The Act was signed into law by President Barrack Obama in 2010, and represents a major revolution to the US health care system. It has two core functions, that is, to increase the number of Americans enjoying at least basic medical cover and make health care affordable to every American. In addition, the Act seeks to prohibit insurers from refusing insurance to persons with pre-existing conditions in general, however with specific exemptions such as tobacco related complications. In order to add the number of people with access to insurance, the Act established a detailed income based individual or house hold premiums payable for insurance cover. The Act set the premiums as a percentage of income according to the Federal Poverty Level (FPL) ranging from 2% (for those below the 100% FPL mark) to 3% (between 100 – 133%), 4% (150% FPL), 6.3% (200 % FPL), 8.05% (those below 250% FPL), 9.5% (those below 300% FPL and all categories above this mark) accordingly (Dept. Health and Human Services, 2012). The Act also holds that, each individual is eligible for a cover.

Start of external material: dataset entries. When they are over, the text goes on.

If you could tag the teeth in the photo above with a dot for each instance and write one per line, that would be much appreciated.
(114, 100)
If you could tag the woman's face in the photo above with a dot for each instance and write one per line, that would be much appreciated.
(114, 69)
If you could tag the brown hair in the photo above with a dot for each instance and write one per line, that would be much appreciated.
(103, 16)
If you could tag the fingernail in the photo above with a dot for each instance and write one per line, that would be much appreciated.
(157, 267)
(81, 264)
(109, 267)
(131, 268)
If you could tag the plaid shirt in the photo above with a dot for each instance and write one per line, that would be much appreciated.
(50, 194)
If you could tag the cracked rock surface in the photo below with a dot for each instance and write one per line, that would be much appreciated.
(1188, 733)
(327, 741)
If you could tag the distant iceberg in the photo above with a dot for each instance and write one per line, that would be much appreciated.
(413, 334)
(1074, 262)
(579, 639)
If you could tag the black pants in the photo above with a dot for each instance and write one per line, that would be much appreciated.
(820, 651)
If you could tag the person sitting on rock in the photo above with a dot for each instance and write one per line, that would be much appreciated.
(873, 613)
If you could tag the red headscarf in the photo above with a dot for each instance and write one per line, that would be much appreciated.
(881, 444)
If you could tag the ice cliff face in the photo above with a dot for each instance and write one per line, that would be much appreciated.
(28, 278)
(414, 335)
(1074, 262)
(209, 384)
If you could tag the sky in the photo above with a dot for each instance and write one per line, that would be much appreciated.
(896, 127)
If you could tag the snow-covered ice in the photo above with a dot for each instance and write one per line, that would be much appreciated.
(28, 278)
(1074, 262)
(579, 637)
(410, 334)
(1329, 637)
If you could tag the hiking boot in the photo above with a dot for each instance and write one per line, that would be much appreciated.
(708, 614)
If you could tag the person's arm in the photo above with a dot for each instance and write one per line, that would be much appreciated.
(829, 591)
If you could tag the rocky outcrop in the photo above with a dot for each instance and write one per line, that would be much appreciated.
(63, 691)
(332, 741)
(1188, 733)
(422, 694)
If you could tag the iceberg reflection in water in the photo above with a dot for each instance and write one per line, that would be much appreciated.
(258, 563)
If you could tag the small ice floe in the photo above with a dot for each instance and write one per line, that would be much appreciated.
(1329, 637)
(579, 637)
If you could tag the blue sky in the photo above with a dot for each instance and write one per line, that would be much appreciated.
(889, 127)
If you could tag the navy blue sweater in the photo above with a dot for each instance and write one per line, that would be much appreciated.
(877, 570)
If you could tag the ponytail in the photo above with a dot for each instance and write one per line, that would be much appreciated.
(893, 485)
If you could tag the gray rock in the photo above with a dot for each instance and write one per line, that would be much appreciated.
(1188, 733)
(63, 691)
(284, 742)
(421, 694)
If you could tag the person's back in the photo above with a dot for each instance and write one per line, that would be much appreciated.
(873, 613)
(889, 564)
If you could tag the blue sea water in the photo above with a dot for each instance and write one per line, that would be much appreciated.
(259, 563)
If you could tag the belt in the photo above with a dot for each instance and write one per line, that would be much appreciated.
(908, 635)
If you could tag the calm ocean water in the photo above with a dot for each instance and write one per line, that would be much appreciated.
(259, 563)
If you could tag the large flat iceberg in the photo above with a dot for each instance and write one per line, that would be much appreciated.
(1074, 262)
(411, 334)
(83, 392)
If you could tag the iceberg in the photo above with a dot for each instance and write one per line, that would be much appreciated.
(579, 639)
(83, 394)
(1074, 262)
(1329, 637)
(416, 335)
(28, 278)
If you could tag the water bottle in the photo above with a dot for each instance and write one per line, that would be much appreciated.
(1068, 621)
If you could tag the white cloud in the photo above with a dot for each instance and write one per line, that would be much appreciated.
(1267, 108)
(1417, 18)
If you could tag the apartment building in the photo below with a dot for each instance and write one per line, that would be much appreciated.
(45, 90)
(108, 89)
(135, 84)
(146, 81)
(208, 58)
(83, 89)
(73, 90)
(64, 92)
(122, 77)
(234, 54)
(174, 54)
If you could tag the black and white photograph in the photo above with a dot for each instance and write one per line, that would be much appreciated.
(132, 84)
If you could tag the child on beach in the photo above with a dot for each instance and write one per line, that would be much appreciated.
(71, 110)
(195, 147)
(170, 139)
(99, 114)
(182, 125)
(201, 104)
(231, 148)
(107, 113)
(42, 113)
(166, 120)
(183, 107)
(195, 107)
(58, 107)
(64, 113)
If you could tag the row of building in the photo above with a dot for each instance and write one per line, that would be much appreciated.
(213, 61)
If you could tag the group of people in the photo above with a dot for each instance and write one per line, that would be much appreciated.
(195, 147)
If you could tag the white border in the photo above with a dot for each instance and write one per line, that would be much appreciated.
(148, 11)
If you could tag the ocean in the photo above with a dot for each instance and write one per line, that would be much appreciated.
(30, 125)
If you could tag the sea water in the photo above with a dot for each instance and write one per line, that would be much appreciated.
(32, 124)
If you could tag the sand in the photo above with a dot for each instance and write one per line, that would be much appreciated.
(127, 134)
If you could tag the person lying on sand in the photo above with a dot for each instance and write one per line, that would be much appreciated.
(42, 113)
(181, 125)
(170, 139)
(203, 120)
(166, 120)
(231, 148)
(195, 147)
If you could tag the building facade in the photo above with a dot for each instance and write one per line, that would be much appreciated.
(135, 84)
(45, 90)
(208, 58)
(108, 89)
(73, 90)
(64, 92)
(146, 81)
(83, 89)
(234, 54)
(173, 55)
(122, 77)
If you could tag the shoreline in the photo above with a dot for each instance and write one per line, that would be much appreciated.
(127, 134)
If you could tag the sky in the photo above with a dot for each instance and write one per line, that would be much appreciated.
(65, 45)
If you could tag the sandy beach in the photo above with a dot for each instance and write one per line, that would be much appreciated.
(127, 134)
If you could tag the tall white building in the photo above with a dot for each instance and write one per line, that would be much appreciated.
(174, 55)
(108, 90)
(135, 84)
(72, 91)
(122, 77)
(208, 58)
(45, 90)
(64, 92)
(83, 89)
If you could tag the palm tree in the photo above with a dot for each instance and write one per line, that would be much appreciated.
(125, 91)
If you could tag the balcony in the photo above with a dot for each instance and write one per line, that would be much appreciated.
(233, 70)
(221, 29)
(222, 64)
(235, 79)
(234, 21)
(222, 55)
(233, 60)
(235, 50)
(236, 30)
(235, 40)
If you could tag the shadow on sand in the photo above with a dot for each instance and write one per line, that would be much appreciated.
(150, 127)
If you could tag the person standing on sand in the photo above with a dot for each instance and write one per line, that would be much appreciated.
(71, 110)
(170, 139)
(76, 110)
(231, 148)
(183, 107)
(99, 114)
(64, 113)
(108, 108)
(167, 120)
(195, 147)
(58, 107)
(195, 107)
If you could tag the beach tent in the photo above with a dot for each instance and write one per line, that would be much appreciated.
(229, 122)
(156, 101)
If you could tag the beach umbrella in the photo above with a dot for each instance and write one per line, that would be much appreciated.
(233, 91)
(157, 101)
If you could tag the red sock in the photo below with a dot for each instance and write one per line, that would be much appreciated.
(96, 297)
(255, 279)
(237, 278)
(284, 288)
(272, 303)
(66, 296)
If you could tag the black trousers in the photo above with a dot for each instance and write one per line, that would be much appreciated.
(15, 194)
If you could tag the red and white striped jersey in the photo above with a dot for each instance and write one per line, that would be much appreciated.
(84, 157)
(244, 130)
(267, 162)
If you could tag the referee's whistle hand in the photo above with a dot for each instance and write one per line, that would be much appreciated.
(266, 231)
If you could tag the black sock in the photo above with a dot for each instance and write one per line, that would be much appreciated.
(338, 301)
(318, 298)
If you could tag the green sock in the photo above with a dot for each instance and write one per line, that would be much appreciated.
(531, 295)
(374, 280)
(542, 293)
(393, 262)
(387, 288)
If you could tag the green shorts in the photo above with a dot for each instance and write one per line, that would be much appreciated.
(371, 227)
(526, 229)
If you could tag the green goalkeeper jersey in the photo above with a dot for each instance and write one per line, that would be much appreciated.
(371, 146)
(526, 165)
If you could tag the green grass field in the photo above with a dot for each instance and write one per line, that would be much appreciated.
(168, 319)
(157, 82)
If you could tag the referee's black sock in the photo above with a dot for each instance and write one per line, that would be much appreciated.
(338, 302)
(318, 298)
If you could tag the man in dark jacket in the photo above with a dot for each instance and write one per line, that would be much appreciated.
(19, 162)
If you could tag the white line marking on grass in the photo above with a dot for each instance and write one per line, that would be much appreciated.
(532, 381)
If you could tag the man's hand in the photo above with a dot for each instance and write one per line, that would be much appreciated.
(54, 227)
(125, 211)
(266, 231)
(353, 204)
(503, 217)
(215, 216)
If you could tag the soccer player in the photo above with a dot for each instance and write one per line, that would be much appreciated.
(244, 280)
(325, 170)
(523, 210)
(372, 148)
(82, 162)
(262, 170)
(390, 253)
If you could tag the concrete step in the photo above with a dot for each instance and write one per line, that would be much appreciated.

However, those individuals who fail to take the cover are liable for an annual penalty, with specific exemptions for non-employed persons whose income is such that it would constitute above 8.5% of the income, among such other groups.
Views Regarding PPACA
I am of the view that PPACA is an imbalanced product which mainly favors those people who are originally predisposed to benefit from existing health care facilities or would otherwise still afford medical care from out of pocket contributions. In addition, I believe that the Act has imposed unnecessary burden on unsuspecting, unwilling Americans. Firstly, it is important to note that employees are automatically absorbed in the insurance, due to employer responsibility to offer cover for the former. Initially, cover terms were diverse and changeable, so that employees had a say regarding the type and terms of cover they would lobby from employers. In the PPACA era, the maximum employee benefits and policy terms have not been legislated upon, but the minimum have been set, with mostly increase contributions (Sherman, Raju, & Kim, 2012). Concurrently, the projected number of un-insured, which was expected to greatly reduce, has still remained high. The ultimate losers are young adults who are single and unemployed and who will opt to pay annual penalties rather than pay out of pocket premiums, as these constitute a large portion of those not insured. The policy is, therefore, still largely favorable for the elderly, the employed and the wealthy, while it is harmful to the nation’s economy, to immigrants, and to the young unemployed, who constitute a large percentage of the national population (Sherman, Raju, & Kim, 2012).
American Values Blamed for Health Care Crisis
I am of the opinion that it is true, American values are at the core of the largely skewed Health Care system, which consumes so much and benefits so little. Firstly, instead of looking for ways of reaching everyone, rich and poor alike, the system has been designed to give quality to a few (those who can afford it, are old, or are employed), while taxing so heavily the majority who are usually poorer, and more productive to the GDP. Therefore, less than 20 % are insured, while 100% are supporting the nation’s GDP growth. Due to the fact that Americans value democracy and personal rights so much, a system must be so carefully insured against lawsuits that the ultimate objectives of the sort personal rights are not realized. Doctors will treat patients with a view to protect themselves, notwithstanding the implications for the clients (Schmidt, 2008). What America needs is a paradigm shift in the way people want to be helped, with the majority labor force, those who feel the pain of paying premiums, consulted. What people need to realize is that, an effective Medicare will only come when people learn to compromise on their individual gains and focus a little more on the greater gain for more people. This will reduce paper work and legal expenses, while affording healthcare for more people (Schuman & Mendelson, 2010).